The competition to develop advanced nuclear energy is ongoing. As Ms. Dewan noted, there are more than 50 startups worldwide working on nuclear related technologies. There are also several different reactor designs being explored:

  • Pebble bed reactors—HTR-PM—being developed in China by Tsinghua University, China Nuclear Engineering Corporation and China Huaneng Group
  • Traveling wave reactors being developed by Terrapower
  • Molten salt reactors such as the one being developed by Transatomic Power
  • Supercritical water-cooled reactors being developed in China, Canada, and the European Union
  • Sodium-cooled fast reactors being developed in the European Union and India
  • Gas-cooled fast reactors being developed in the European Union
  • Reactors based on the thorium fuel cycle being explored in India and China

It is entirely possible, though, that there is enough room in the world for multiple reactor designs. Certainly there may be site-specific considerations that result in one design being superior to others, but with the continued need for stable baseload power that is also zero carbon emission, it seems to me that there is room for several different reactor designs to coexist. Indeed, it seems that India in particular may find it preferable to develop reactors based on the thorium fuel cycle due to its abundant sources of thorium, while other nations that are not so endowed may find reactors based on the uranium fuel cycle preferable.
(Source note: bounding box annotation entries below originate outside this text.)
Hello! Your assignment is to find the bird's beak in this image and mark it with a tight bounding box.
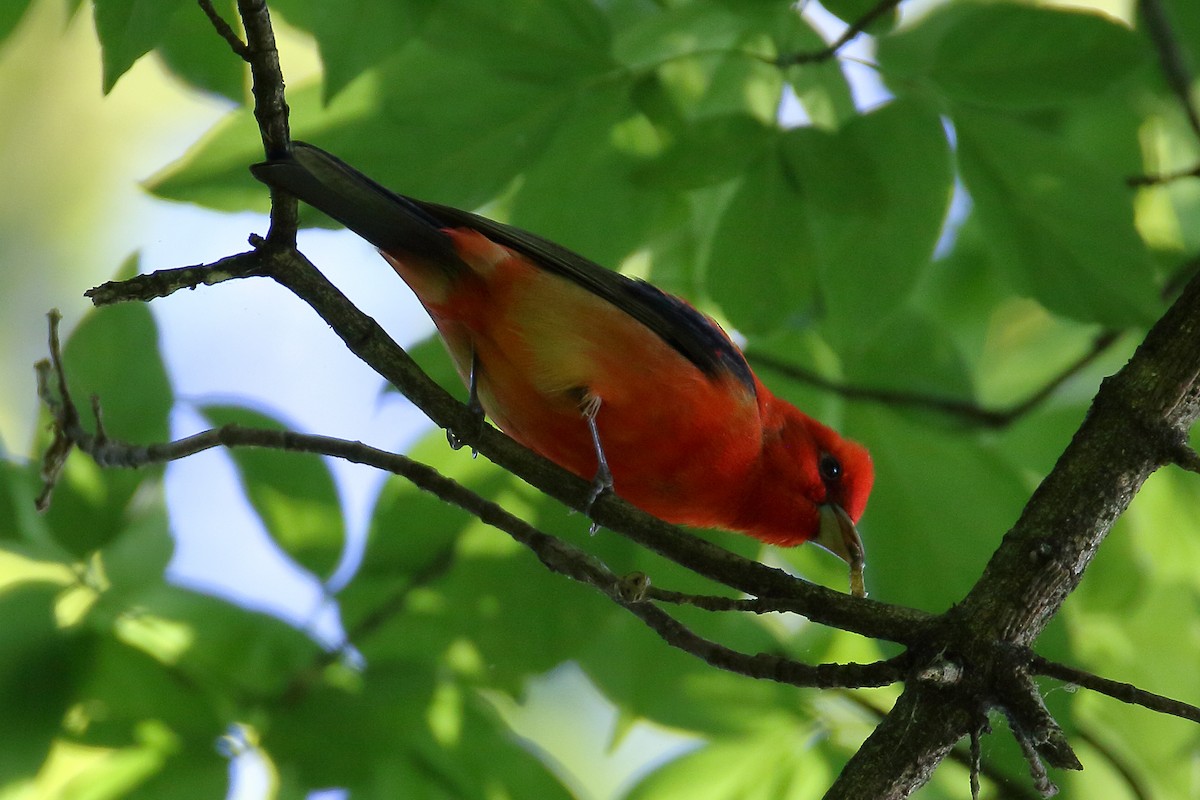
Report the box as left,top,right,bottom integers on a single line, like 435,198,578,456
812,503,866,597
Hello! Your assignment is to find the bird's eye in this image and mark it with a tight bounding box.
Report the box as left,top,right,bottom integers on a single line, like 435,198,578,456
817,453,841,481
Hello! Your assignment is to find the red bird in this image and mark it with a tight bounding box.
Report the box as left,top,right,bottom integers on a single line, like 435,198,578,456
252,142,875,596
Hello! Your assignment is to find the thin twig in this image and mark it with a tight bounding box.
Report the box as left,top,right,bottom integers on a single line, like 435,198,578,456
1075,722,1152,800
84,251,263,306
775,0,900,67
1141,0,1200,138
840,690,1042,800
1126,164,1200,187
199,0,250,61
1030,655,1200,722
238,0,300,247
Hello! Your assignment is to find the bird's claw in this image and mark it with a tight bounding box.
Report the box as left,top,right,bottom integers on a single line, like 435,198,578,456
583,462,612,535
446,405,484,458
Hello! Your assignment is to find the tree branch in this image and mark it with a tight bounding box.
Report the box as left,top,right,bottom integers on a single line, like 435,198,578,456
38,313,907,688
775,0,900,67
1030,656,1200,722
198,0,250,61
84,251,263,306
827,272,1200,800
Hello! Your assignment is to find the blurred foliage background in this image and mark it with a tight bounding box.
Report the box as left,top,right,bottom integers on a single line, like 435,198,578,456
0,0,1200,800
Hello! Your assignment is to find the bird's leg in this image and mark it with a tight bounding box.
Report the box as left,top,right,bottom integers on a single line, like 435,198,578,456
446,347,484,458
582,392,612,534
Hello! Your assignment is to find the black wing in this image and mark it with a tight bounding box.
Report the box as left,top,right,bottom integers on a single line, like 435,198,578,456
251,142,755,393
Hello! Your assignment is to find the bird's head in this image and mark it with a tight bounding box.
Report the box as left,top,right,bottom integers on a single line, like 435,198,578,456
743,397,875,596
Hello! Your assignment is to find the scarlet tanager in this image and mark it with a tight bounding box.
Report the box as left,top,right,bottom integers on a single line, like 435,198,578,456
252,142,875,596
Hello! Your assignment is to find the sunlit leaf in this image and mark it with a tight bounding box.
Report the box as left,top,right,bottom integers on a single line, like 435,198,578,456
954,112,1159,327
0,582,91,784
95,0,189,92
880,1,1148,108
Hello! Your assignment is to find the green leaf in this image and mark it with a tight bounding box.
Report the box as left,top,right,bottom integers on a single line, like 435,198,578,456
95,0,189,94
842,407,1030,612
149,43,571,212
954,109,1159,327
511,88,666,267
626,726,835,800
779,12,874,131
199,405,346,581
878,1,1147,109
72,637,227,756
422,0,613,81
0,583,91,786
112,584,324,698
276,0,432,102
784,101,953,349
157,0,246,104
707,132,820,335
262,662,434,796
0,0,32,44
638,113,772,191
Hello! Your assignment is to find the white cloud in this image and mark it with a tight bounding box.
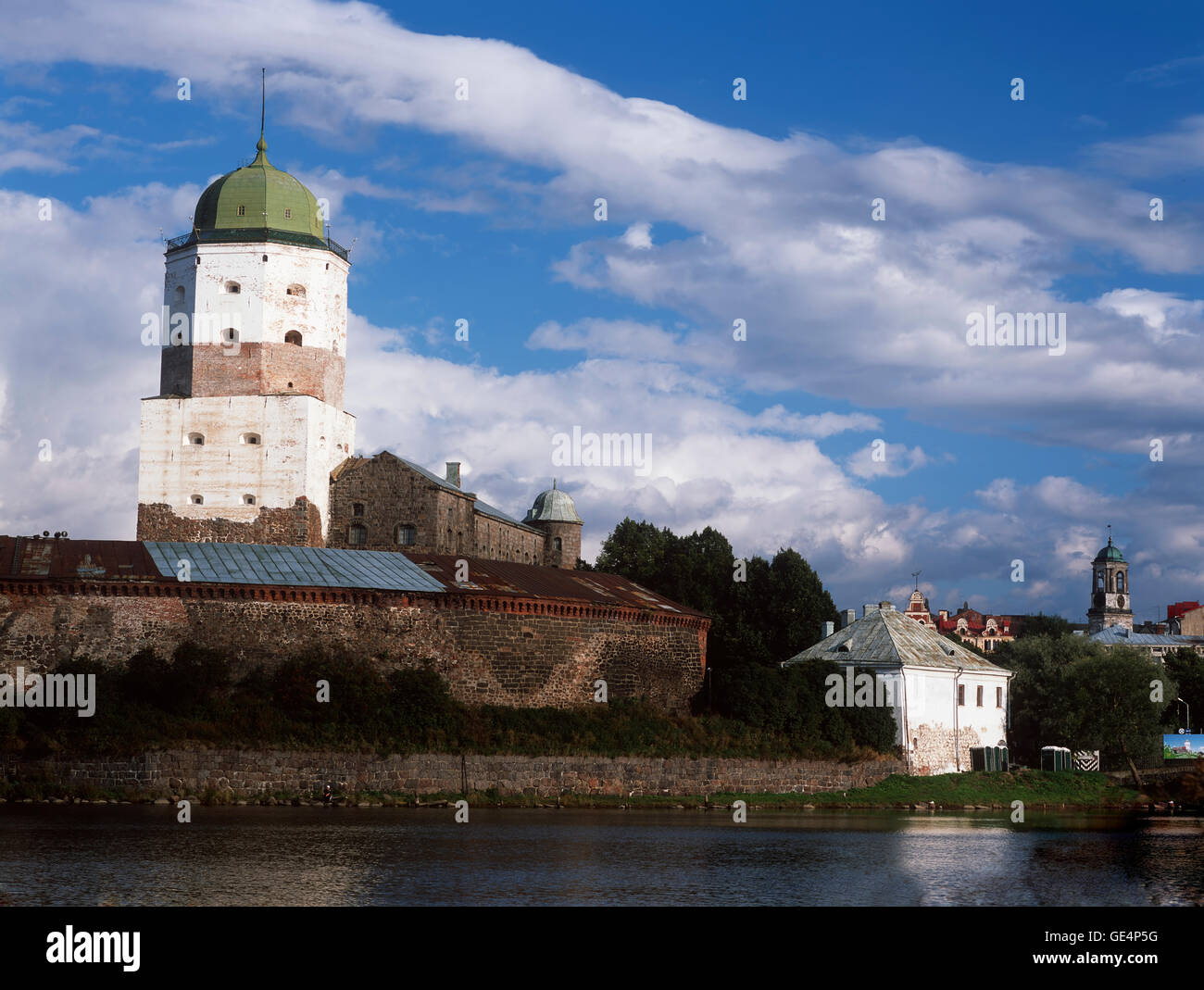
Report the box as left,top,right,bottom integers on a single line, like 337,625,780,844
621,224,653,251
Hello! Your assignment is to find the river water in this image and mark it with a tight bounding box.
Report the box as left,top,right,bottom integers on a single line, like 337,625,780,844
0,805,1204,906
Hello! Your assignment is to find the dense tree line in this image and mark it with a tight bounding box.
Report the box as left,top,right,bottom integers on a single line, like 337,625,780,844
595,520,895,752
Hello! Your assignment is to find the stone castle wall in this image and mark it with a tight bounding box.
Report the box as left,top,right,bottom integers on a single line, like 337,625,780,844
4,749,906,797
137,497,322,546
0,583,708,712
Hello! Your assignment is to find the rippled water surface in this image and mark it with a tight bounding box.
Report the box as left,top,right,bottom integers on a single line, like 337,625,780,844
0,805,1204,906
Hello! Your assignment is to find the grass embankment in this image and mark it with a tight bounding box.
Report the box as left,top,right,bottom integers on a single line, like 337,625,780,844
0,770,1148,810
0,645,895,760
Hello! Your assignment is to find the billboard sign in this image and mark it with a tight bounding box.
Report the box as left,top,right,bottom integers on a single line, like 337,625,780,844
1162,733,1204,760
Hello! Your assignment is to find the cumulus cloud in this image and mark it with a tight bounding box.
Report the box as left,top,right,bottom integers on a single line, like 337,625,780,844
0,0,1204,610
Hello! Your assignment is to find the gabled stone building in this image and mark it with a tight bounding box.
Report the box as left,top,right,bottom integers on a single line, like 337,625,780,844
326,450,582,568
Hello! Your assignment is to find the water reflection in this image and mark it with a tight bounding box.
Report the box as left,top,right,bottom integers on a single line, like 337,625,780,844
0,805,1204,906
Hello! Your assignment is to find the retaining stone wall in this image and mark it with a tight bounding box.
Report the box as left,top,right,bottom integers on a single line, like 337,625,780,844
4,749,906,797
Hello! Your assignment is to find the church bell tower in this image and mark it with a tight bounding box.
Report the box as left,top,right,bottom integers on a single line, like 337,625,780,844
1087,526,1133,634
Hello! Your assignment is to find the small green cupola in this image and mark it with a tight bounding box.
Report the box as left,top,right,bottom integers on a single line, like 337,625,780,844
193,133,326,245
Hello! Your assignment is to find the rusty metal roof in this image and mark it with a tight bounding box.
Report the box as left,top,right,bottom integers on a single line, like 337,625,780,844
785,608,1011,677
0,536,159,581
405,550,705,617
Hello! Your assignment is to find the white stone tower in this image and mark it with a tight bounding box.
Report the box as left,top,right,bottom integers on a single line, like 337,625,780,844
139,127,356,546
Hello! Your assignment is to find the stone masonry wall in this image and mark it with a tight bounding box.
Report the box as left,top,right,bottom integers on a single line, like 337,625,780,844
4,749,906,797
0,586,706,712
326,453,542,566
137,497,322,546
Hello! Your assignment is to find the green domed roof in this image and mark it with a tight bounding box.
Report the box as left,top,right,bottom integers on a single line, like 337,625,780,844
522,481,584,522
193,135,326,245
1092,536,1126,564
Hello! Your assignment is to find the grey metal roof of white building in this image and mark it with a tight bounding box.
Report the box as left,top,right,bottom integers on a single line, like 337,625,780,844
393,454,539,533
526,478,583,522
1087,625,1204,649
786,608,1011,676
142,542,445,592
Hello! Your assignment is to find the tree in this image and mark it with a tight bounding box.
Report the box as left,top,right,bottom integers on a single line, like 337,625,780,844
1069,646,1177,790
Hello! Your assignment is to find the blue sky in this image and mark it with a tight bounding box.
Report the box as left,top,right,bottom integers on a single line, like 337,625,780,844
0,0,1204,620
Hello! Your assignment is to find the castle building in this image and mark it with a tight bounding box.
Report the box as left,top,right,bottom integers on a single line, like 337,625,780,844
137,132,583,568
326,450,583,569
1087,534,1133,636
139,129,356,546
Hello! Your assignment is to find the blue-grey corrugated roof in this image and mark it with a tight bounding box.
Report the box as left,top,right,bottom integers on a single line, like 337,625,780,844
1087,625,1204,646
142,542,443,592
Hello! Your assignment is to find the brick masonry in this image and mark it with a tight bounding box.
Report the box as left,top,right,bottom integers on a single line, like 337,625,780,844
4,749,906,797
159,341,345,408
0,582,709,712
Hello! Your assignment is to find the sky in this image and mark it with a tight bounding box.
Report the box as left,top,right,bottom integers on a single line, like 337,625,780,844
0,0,1204,621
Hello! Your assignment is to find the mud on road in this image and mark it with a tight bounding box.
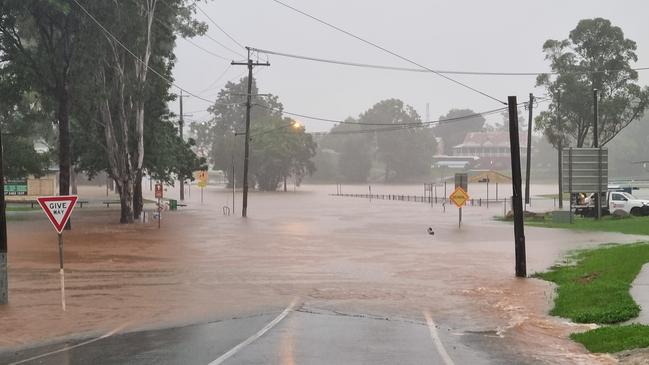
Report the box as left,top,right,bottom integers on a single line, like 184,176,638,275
0,186,640,364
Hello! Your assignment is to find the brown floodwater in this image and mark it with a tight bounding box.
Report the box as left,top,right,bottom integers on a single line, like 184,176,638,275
0,185,642,364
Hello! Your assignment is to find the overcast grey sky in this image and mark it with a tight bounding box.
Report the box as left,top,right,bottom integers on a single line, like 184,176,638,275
171,0,649,131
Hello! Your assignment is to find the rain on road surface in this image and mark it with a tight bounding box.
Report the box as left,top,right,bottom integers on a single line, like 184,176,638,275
0,186,639,364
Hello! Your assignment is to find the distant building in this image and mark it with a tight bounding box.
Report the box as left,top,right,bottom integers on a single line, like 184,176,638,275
453,132,527,170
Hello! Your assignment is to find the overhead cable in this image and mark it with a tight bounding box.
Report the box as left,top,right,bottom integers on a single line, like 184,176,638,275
272,0,507,105
250,48,649,76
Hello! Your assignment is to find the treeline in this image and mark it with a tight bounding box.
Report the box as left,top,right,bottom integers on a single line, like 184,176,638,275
0,0,206,223
192,77,316,191
314,99,436,183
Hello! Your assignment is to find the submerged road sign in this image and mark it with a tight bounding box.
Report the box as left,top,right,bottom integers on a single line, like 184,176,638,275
37,195,78,311
155,183,163,199
37,195,78,233
448,186,469,208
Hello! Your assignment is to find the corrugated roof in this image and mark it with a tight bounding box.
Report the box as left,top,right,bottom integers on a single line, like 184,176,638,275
453,132,527,148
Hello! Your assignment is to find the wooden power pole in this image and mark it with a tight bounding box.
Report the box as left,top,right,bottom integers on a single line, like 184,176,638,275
525,93,534,205
507,96,527,278
231,47,270,218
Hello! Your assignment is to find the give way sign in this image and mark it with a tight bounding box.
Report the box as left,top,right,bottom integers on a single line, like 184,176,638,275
37,195,78,233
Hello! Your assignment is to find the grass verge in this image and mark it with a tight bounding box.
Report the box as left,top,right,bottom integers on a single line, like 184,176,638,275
535,243,649,352
570,324,649,352
525,216,649,235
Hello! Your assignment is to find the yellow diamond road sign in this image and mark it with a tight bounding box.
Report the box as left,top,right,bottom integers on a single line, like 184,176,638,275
449,186,469,208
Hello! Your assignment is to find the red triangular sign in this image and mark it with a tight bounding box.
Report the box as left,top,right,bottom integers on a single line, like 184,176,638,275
37,195,78,233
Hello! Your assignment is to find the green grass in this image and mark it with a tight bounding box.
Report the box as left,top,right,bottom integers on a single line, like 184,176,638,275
536,243,649,324
525,216,649,235
570,324,649,352
535,242,649,352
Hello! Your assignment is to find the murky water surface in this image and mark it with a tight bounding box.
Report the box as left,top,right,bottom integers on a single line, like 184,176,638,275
0,184,642,364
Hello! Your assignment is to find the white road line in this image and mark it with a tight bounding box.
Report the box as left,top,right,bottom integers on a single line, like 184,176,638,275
424,311,455,365
208,298,298,365
9,322,130,365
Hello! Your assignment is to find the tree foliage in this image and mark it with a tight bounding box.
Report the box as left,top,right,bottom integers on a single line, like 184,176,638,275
250,118,316,191
0,67,53,178
433,109,485,155
359,99,435,182
192,77,316,190
535,18,649,147
0,0,83,194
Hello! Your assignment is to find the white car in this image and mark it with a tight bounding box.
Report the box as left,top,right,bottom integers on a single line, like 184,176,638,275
608,191,649,215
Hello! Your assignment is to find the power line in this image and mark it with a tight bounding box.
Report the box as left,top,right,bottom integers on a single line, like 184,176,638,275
183,38,230,62
72,0,235,105
203,33,246,58
201,63,232,94
255,98,551,134
196,4,246,49
272,0,507,105
160,1,246,61
251,48,649,76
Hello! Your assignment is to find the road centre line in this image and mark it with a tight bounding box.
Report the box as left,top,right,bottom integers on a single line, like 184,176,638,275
9,322,130,365
424,311,455,365
208,298,298,365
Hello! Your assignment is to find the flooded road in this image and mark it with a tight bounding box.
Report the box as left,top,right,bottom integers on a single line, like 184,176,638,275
0,186,642,364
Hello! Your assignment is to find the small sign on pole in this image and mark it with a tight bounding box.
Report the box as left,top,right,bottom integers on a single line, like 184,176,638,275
155,183,163,228
37,195,78,311
448,186,469,227
196,170,208,204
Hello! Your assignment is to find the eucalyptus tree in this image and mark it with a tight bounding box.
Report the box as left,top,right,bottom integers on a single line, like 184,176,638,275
0,0,83,195
535,18,649,147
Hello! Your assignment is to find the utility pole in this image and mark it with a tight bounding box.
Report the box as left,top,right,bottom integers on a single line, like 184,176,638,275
507,96,527,278
178,89,185,201
593,89,602,219
232,155,237,215
230,47,270,218
525,93,534,205
0,129,9,304
557,90,560,209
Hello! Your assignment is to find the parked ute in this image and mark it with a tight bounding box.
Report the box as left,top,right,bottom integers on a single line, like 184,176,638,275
574,190,649,217
607,191,649,216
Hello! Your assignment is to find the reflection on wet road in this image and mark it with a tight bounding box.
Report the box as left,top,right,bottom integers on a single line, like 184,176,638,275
0,186,640,365
0,305,514,365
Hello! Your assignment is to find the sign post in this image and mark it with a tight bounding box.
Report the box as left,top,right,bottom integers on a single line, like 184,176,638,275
448,186,469,228
37,195,78,311
454,173,469,228
155,183,163,229
196,170,208,204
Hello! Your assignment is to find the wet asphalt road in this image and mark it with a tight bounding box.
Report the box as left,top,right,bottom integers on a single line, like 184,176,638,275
0,307,521,365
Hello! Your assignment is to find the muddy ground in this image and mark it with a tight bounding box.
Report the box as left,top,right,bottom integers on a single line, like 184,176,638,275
0,185,643,364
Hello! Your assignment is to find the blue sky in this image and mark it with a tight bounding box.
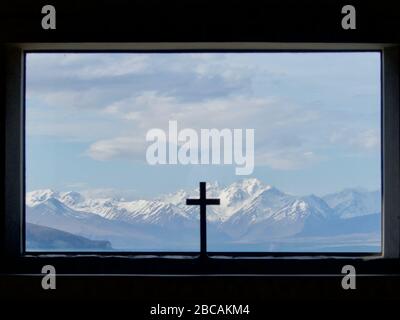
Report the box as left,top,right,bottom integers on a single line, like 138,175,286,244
26,53,381,198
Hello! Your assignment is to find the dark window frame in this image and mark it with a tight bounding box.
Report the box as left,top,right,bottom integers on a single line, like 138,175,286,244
4,43,400,274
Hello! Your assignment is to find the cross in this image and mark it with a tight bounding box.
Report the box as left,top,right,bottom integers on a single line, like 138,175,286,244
186,182,220,256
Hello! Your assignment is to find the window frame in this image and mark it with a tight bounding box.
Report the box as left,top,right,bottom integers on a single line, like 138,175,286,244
4,43,400,274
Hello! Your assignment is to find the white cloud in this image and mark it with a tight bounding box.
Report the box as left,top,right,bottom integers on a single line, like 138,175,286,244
330,127,381,152
87,137,146,161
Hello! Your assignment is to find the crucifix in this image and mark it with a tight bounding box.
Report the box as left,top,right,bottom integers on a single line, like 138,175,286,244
186,182,220,256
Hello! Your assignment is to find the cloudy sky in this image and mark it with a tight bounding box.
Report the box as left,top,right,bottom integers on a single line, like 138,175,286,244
26,53,380,198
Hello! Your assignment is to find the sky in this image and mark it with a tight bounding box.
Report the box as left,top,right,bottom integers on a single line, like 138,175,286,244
26,52,381,199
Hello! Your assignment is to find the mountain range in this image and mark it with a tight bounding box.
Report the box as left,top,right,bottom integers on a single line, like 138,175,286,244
26,178,381,251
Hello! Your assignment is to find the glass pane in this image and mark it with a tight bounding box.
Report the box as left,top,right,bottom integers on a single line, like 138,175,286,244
26,52,381,252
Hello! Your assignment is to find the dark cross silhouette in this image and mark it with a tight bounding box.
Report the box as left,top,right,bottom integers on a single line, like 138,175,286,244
186,182,220,256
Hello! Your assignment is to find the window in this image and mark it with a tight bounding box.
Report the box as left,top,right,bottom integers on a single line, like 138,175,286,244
25,51,382,253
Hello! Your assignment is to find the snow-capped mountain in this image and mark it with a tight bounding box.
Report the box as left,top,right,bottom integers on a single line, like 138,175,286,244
26,179,380,251
323,189,381,219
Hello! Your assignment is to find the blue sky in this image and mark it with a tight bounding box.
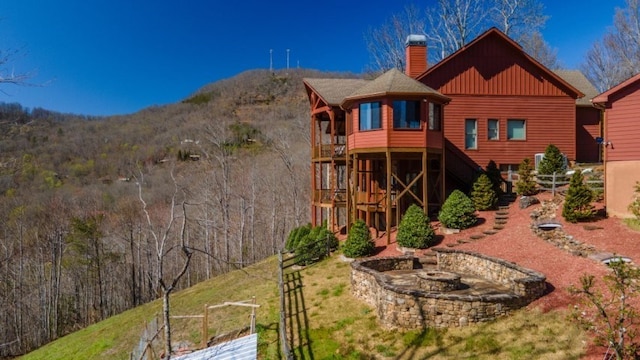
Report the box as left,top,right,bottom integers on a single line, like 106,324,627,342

The problem, from the perspective of an investor in a nuclear startup, is that this suggests that a successful nuclear startup, despite spending significant sums to get its design certified in multiple countries with their own certification processes and safety standards, might not be able to obtain enough contracts from utilities to generate returns sufficient to justify the risk of investing in such startups.

One final potential risk to advanced nuclear fission reactors startups is the—slight but non-zero—possibility that commercially viable nuclear fusion might be developed at a time when advanced nuclear fission reactors are themselves just beginning to reach commercial viability. I will admit that I find this possibility highly unlikely, but it is worth considering. Moreover, it strikes me that if nuclear fusion became commercially viable in the next two to three decades, those nations that have not already heavily invested in advanced nuclear fission reactors might be the best positioned to “leapfrog” directly to fusion reactors. From my perspective, as someone not invested in any of the current crop of nuclear startups, the prospect of viable nuclear fusion reactors within my lifetime is exciting. It could be the key to managing human carbon emissions and its impact on health and the climate5 without compromising on our energy demands.

Conclusion

I remain convinced that nuclear energy is one of the “energy miracles” humanity will need to achieve in order to build a sustainable, high-technology civilization. There are, however, serious difficulties with traditional VC funding of nuclear startups. One thought that I have had recently has been on the role of truly patient capital—such as family offices and sovereign wealth funds—in the funding of nuclear startups and other technologies with very long lead times to minimum viable products. It seems to me to be an interesting area to explore in greater detail, outside of this post.